Brazil confirms existence of uncontacted tribe

June 22, 2011

Uncontacted Amazon people, Javari Valley, Brazil. © Peetsa/FUNAI/CGIIRC Archive

This page was created in 2011 and may contain language which is now outdated.

Uncontacted Amazon people, Javari Valley, Brazil. © Peetsa/FUNAI/CGIIRC Archive

The Brazilian authorities have confirmed the existence of a group of approximately 200 uncontacted Indians in the Amazon.

An overflight carried out by the government’s Indian Affairs Department, FUNAI, has revealed that these Indians are living in three clearings in the Javari Valley in the western Amazon, close to the border with Peru.

Uncontacted people’s houses, Javari Valley, Brazil. © Peetsa/FUNAI/CGIIRC Archive

Uncontacted people’s houses, Javari Valley, Brazil. © Peetsa/FUNAI/CGIIRC Archive

Uncontacted people’s houses, Javari Valley, Brazil. © Peetsa/FUNAI/CGIIRC Archive

Fabricio Amorim, the leader of FUNAI’s overflight expedition, said that the Indians were growing corn, bananas, peanuts and other crops.

He warned, ‘Among the main threats to the well-being of these groups are illegal fishing, hunting, logging, mining, cattle ranching, missionary actions… and drug trafficking’, and added that oil exploration on the Peruvian side of the border also poses a risk to these people.

FUNAI’s policy is not to contact the Indians, but to monitor their land so that they can live there undisturbed, as they wish.

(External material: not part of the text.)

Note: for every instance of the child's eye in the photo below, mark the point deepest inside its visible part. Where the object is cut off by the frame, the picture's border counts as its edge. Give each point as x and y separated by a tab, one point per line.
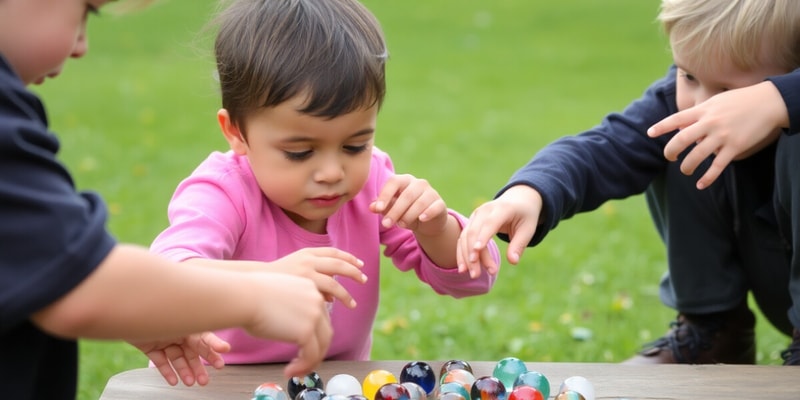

It is crucial that the authorities remove all illegal invaders from the Indigenous territory.

The Javari Valley is home to the highest concentration of uncontacted tribes in the world; around 2,000 uncontacted Indians are thought to live there.

Survival International’s release of unique aerial footage of another uncontacted tribe nearby, and its warning that these Indians were threatened by illegal logging in Peru, sparked a worldwide outcry.